That's a common scenario across the county, Clinedinst said.
“In schools where students are all high-achieving and there's not a lot of difference between the ranks, administrators want to decrease course-taking decisions like that and the sense of competition between students,” Clinedinst said.
Continuing with a single valedictorian is a decision with which officials at Franklin Regional are wrestling. In February, the school board considered a recommendation to instead recognize students with a 4.4 or higher grade-point average as “distinguished scholars.” That would have meant between eight and 12 students would be recognized as “No. 1,” officials said.
Board members weren't comfortable with the idea that a dozen students might have their class rank listed as “one” on their transcripts.
“One is one,” board Vice President Joe Seymour said. “It's not one through 12.”
Instead, when Franklin Regional students graduated on Friday, one valedictorian was named. The board's policy committee is slated to revisit the policy during the next school year.
The quality of education is most important, surveys conducted by the National Association for College Admission Counseling show. In its most recent survey, conducted in 2011, only 19 percent of colleges placed a “considerable importance” on class rank, compared to 42 percent in 1993. Instead, the colleges most closely consider teens' grades in college-prep courses, the strength of their high school curriculum, college-admissions test scores and a student's overall grades.
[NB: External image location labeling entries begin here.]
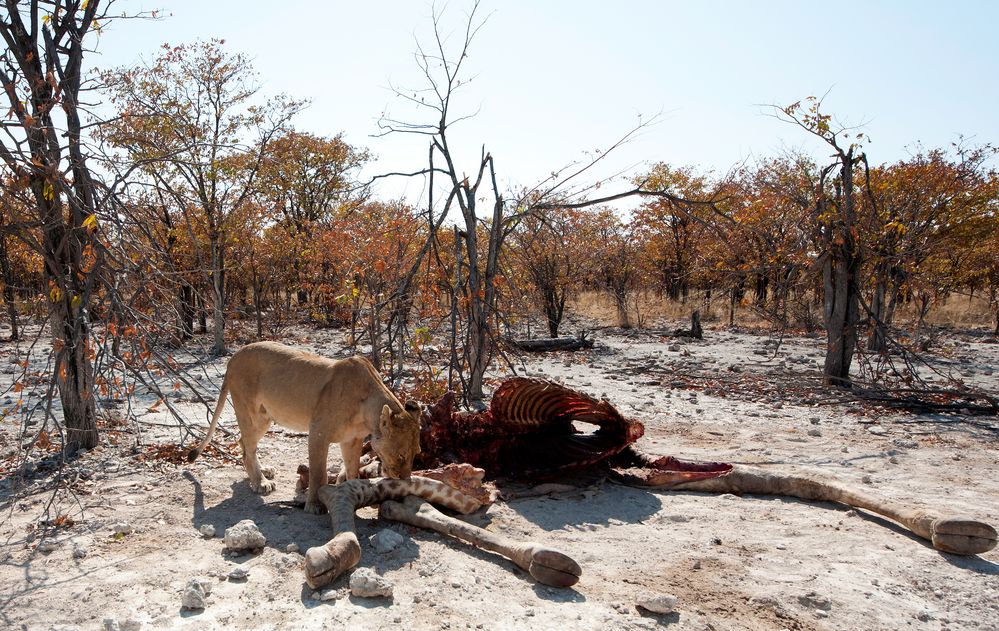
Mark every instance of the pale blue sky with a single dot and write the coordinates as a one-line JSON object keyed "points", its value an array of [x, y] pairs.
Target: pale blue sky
{"points": [[556, 78]]}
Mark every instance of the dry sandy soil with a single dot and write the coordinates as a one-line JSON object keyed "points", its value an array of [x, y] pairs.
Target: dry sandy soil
{"points": [[732, 562]]}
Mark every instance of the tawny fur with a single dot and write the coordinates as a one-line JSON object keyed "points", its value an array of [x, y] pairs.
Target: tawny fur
{"points": [[335, 401]]}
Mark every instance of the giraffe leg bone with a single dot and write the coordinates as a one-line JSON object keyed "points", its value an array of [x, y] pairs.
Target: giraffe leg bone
{"points": [[961, 535]]}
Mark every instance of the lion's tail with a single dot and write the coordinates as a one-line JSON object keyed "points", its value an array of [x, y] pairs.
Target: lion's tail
{"points": [[194, 453]]}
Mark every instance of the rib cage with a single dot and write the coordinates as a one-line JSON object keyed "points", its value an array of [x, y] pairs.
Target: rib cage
{"points": [[527, 431], [535, 403]]}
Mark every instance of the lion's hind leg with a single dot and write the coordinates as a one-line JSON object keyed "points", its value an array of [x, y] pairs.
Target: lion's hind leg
{"points": [[253, 426]]}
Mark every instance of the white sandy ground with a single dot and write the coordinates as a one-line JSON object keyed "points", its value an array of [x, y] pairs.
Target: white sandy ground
{"points": [[732, 562]]}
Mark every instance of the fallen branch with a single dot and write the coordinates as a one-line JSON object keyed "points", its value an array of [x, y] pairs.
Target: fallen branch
{"points": [[948, 533], [546, 345]]}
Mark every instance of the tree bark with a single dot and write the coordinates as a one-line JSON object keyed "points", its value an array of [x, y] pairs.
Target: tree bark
{"points": [[8, 289], [218, 287], [840, 275]]}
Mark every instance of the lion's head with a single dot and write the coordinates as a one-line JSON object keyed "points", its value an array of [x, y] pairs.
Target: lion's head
{"points": [[399, 440]]}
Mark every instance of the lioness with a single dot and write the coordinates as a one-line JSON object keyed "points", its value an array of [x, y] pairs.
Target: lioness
{"points": [[340, 401]]}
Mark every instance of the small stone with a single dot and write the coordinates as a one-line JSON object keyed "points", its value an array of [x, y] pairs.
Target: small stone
{"points": [[238, 574], [122, 528], [244, 536], [327, 595], [195, 593], [813, 600], [365, 583], [661, 604], [387, 540]]}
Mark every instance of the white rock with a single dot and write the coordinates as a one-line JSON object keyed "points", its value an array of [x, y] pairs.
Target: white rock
{"points": [[661, 604], [122, 528], [328, 595], [386, 540], [814, 600], [365, 583], [238, 574], [244, 536], [195, 593]]}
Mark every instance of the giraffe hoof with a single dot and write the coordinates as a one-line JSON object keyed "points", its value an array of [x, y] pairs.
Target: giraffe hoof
{"points": [[551, 567], [961, 535]]}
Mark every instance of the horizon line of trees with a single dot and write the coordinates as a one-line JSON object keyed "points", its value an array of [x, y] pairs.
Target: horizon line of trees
{"points": [[198, 199]]}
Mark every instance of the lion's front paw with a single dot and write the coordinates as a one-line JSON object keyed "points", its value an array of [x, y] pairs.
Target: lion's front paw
{"points": [[315, 508], [265, 487]]}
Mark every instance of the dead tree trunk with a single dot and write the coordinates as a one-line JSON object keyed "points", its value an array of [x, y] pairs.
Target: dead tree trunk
{"points": [[8, 289], [840, 276]]}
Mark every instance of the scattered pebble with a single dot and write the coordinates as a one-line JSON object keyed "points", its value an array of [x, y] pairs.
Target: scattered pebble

Part of the reason colleges aren't relying as heavily on class rank is because fewer high schools are reporting it, Clinedinst said.
But there still is value to being a valedictorian, said Michael Reilly, executive director of the Washington D.C.-based American Association of Collegiate Registrars and Admissions Officers.
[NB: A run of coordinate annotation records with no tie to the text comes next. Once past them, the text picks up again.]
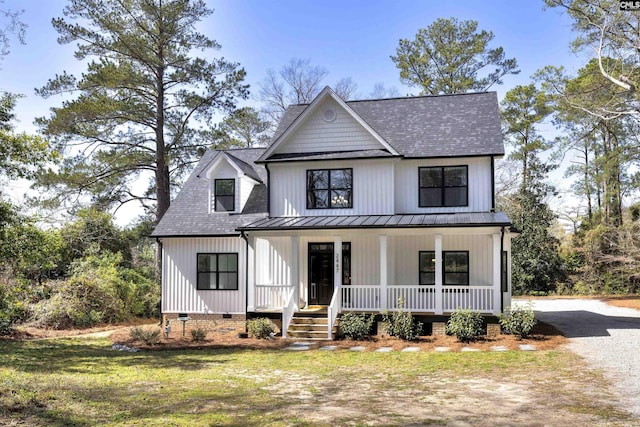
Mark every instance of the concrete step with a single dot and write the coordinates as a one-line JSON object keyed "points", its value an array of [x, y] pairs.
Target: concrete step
{"points": [[319, 335], [307, 327], [309, 320]]}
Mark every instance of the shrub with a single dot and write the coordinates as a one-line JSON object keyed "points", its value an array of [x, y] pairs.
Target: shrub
{"points": [[356, 326], [518, 321], [147, 336], [198, 334], [401, 324], [261, 328], [466, 325]]}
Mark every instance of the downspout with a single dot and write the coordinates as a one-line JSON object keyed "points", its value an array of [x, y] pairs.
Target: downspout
{"points": [[493, 186], [266, 166], [502, 266], [159, 246], [246, 278]]}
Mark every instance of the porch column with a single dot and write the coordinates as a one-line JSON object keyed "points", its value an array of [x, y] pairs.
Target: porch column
{"points": [[439, 294], [337, 254], [251, 273], [497, 273], [295, 269], [384, 277]]}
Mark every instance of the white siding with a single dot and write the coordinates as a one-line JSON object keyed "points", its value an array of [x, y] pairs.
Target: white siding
{"points": [[179, 275], [479, 190], [405, 252], [273, 261], [317, 135], [372, 188]]}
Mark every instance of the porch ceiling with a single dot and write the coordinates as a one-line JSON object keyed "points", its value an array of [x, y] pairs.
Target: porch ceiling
{"points": [[466, 219]]}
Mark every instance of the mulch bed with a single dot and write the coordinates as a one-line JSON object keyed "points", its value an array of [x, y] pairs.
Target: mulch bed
{"points": [[544, 337]]}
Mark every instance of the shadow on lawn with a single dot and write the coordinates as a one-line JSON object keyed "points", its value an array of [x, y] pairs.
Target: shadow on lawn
{"points": [[82, 356]]}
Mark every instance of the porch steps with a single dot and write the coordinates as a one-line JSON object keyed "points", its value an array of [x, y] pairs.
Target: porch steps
{"points": [[310, 326]]}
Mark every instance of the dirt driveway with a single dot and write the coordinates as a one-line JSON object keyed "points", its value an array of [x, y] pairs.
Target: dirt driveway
{"points": [[605, 336]]}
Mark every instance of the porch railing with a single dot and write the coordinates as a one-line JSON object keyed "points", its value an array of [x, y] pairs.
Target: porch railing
{"points": [[288, 310], [479, 298], [333, 310], [417, 298], [271, 296]]}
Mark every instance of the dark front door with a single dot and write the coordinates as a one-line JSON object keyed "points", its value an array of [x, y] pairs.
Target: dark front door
{"points": [[320, 273]]}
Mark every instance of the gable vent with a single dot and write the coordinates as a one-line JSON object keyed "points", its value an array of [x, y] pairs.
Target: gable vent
{"points": [[329, 115]]}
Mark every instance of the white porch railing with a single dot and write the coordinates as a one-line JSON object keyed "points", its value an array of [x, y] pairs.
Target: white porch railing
{"points": [[417, 298], [361, 298], [271, 296], [289, 309], [479, 298], [333, 310]]}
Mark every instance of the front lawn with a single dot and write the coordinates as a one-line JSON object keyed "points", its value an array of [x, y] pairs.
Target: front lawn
{"points": [[83, 382]]}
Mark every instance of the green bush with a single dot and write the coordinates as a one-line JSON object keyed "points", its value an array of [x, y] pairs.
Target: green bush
{"points": [[261, 328], [401, 324], [518, 321], [147, 336], [466, 325], [198, 334], [356, 326]]}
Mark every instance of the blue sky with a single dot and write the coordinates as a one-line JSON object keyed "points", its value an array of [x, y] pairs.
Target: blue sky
{"points": [[349, 38]]}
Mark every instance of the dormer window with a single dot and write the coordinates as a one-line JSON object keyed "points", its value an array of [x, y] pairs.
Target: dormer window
{"points": [[225, 195], [329, 189], [443, 186]]}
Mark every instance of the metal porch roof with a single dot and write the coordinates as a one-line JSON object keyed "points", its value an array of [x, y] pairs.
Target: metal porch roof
{"points": [[462, 219]]}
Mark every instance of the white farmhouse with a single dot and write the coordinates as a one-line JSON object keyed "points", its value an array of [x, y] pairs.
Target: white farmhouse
{"points": [[354, 206]]}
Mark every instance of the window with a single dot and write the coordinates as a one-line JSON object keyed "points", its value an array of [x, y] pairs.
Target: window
{"points": [[427, 268], [329, 188], [218, 271], [225, 195], [443, 186], [455, 268]]}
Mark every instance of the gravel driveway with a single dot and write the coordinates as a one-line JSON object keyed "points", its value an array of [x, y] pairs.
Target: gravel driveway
{"points": [[607, 337]]}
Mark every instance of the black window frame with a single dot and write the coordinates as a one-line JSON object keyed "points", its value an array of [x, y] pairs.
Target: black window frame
{"points": [[329, 189], [443, 187], [216, 195], [444, 270], [421, 271], [217, 272]]}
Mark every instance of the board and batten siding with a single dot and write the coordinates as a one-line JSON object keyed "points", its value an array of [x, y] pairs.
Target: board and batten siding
{"points": [[316, 134], [179, 276], [404, 253], [479, 180], [372, 188]]}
“It's a strong indication of an academically talented student,” Reilly said. “I think the honor is losing some of its luster, though, as some high school change the definitions and give the title to multiple valedictorians from the same class.”
Sarah Marker was one of two valedictorians from the class of 2002 at Perry Traditional Academy in Pittsburgh. The honor helped her obtain scholarships; in fact, she was one of three valedictorians in contention for a full scholarship from Duquesne University in Pittsburgh.
Marker said the designation is a very high accomplishment that shouldn't be taken away from students who work hard.
“It was something I worked my butt off for,” said Marker, now 29, of the city's Brighton Heights neighborhood. “To this day, I have it on my resume. It's not fair to the students (to eliminate class rank). It reflects a behavior that you develop as early as elementary school.”